L’Agefi – Le 02 mai 2019 :

Alors que l’Assemblée nationale se penche sur une nouvelle version de la loi sur la manipulation de l’information (également appelée « loi Fake News »), le sujet fait débat.

Déjà deux propositions de loi soumises et deux rejets du Sénat en juillet et novembre dernier. La raison ? La définition même d’une fausse information, qui manque de clarté, et les implications d’une telle loi pour la société. Les fake news (ou « infox ») sont de fausses informations propagées dans le but de tromper un auditoire et de faire de l’audience. En langage juridique, elles sont définies comme « toute allégation ou imputation d’un fait dépourvu d’éléments vérifiables de nature à la rendre vraisemblable ». L’avènement des médias numériques donne une nouvelle dimension à leur rayonnement.

Les auteurs de fake news, difficilement identifiables, veillent à fabriquer des sujets suffisamment accrocheurs et crédibles pour s’assurer qu’ils seront partagés sur la Toile au plus vite. Ils inventent des complots, répandent des rumeurs, dénoncent de faux scandales, et laissent la magie du Web agir pour faire gonfler leur rémunération à l’audience.

Quelle différence avec le délit de fausse nouvelle ? Le point a été soulevé en mars 2018 par l’avocat et écrivain Emmanuel Pierrat dans une interview.
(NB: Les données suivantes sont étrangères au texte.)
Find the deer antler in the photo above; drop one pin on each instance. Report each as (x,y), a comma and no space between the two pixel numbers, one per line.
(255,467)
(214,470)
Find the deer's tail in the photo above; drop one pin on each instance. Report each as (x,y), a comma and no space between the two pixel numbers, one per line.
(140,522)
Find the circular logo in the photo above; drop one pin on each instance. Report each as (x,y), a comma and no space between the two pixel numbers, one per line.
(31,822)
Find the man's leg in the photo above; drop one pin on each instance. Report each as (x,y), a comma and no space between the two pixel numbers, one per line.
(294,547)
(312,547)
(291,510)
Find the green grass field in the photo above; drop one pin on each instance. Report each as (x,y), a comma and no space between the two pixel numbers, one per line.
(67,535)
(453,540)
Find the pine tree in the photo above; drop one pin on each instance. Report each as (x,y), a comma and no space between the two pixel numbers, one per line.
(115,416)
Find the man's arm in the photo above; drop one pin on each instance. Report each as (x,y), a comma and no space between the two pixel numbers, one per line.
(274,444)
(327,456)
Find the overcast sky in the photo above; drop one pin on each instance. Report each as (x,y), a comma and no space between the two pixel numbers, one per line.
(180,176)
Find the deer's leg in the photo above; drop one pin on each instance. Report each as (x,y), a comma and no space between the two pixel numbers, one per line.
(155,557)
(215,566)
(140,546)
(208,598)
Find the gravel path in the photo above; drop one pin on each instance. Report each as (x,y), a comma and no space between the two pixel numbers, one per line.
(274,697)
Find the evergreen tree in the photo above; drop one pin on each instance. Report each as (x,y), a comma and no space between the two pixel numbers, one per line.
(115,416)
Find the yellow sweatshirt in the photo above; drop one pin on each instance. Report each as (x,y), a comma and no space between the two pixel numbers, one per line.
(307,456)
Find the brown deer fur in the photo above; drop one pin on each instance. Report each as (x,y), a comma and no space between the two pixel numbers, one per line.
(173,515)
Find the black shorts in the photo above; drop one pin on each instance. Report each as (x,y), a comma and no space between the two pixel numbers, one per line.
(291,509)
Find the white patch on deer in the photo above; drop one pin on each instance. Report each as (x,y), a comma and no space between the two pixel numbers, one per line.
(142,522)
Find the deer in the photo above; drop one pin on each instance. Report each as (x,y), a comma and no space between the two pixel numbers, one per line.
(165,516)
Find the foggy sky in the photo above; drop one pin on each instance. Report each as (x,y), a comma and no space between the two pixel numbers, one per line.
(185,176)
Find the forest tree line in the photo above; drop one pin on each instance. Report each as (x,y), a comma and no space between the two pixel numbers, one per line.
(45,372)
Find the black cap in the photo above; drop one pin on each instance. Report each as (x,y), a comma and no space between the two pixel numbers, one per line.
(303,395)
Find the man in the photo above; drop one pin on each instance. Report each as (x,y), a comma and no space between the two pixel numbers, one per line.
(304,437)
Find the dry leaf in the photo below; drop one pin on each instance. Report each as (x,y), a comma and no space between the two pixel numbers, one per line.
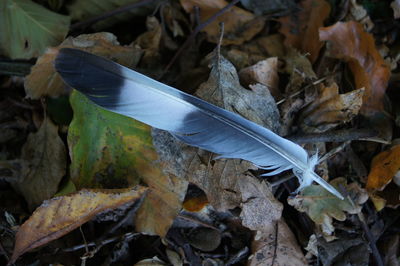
(239,24)
(276,245)
(149,42)
(219,179)
(330,109)
(259,207)
(349,41)
(322,206)
(46,159)
(301,28)
(44,81)
(383,168)
(395,5)
(50,222)
(264,72)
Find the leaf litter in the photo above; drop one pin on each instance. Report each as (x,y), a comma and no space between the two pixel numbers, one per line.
(304,69)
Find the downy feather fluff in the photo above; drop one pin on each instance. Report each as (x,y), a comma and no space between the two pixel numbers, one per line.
(190,119)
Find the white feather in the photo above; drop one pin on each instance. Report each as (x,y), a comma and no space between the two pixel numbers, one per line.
(190,119)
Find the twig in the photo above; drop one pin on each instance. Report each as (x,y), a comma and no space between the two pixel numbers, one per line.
(108,14)
(336,136)
(192,36)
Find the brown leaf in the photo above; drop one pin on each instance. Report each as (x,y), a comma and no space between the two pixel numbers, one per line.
(219,179)
(322,206)
(50,222)
(264,72)
(276,245)
(43,79)
(239,24)
(383,168)
(46,159)
(301,28)
(330,109)
(349,41)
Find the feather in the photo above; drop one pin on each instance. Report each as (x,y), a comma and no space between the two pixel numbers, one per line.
(190,119)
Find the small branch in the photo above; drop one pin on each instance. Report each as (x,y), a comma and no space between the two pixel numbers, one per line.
(335,136)
(192,36)
(108,14)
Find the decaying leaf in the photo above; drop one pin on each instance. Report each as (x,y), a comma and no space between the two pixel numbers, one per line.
(321,206)
(112,151)
(275,7)
(46,158)
(239,24)
(349,41)
(330,109)
(50,222)
(383,168)
(27,28)
(358,13)
(264,72)
(276,245)
(218,179)
(44,81)
(301,28)
(260,209)
(83,10)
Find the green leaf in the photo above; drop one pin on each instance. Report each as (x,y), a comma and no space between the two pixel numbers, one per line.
(109,150)
(26,28)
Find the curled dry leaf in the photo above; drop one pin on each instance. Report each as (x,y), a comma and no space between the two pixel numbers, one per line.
(264,72)
(330,109)
(50,222)
(239,24)
(45,157)
(301,29)
(349,41)
(259,207)
(383,168)
(44,81)
(321,206)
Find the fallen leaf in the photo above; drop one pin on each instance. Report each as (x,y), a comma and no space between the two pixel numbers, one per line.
(330,109)
(46,157)
(349,41)
(109,150)
(276,245)
(264,72)
(301,28)
(43,79)
(85,10)
(239,24)
(218,179)
(358,13)
(50,222)
(27,28)
(383,168)
(395,5)
(321,206)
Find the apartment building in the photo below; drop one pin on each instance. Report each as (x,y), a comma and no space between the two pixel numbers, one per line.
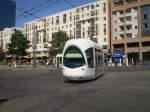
(1,41)
(5,36)
(130,29)
(86,21)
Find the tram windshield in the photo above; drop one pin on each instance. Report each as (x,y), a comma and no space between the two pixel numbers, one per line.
(73,58)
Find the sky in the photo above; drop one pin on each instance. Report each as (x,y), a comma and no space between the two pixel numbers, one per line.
(42,8)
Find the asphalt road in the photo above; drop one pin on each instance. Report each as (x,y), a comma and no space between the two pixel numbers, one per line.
(43,90)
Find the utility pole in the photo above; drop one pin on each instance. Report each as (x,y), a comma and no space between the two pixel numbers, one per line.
(33,46)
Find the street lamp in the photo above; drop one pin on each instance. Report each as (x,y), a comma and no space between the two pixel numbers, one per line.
(33,47)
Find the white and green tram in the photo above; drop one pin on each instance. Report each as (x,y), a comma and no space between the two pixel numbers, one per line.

La cour d’appel de Paris définissait en janvier 1998 une fausse nouvelle comme « mensongère, erronée et inexacte dans la matérialité du fait et dans les circonstances». Pourquoi ce débat alors que la chose est déjà interdite ? Une loi pas suffisamment dissuasive a priori, et surtout qui ne tient pas compte du rôle des médias numériques : la nouvelle version imposerait aux plates-formes Internet une plus grande transparence sur leurs contenus sponsorisés, permettrait de solliciter un juge civil pour faire cesser la diffusion d’une fake news, et donnerait un rôle accru au Conseil supérieur de l’audiovisuel. Des mesures qui font naturellement ressurgir les questions sur la censure et la liberté d’expression.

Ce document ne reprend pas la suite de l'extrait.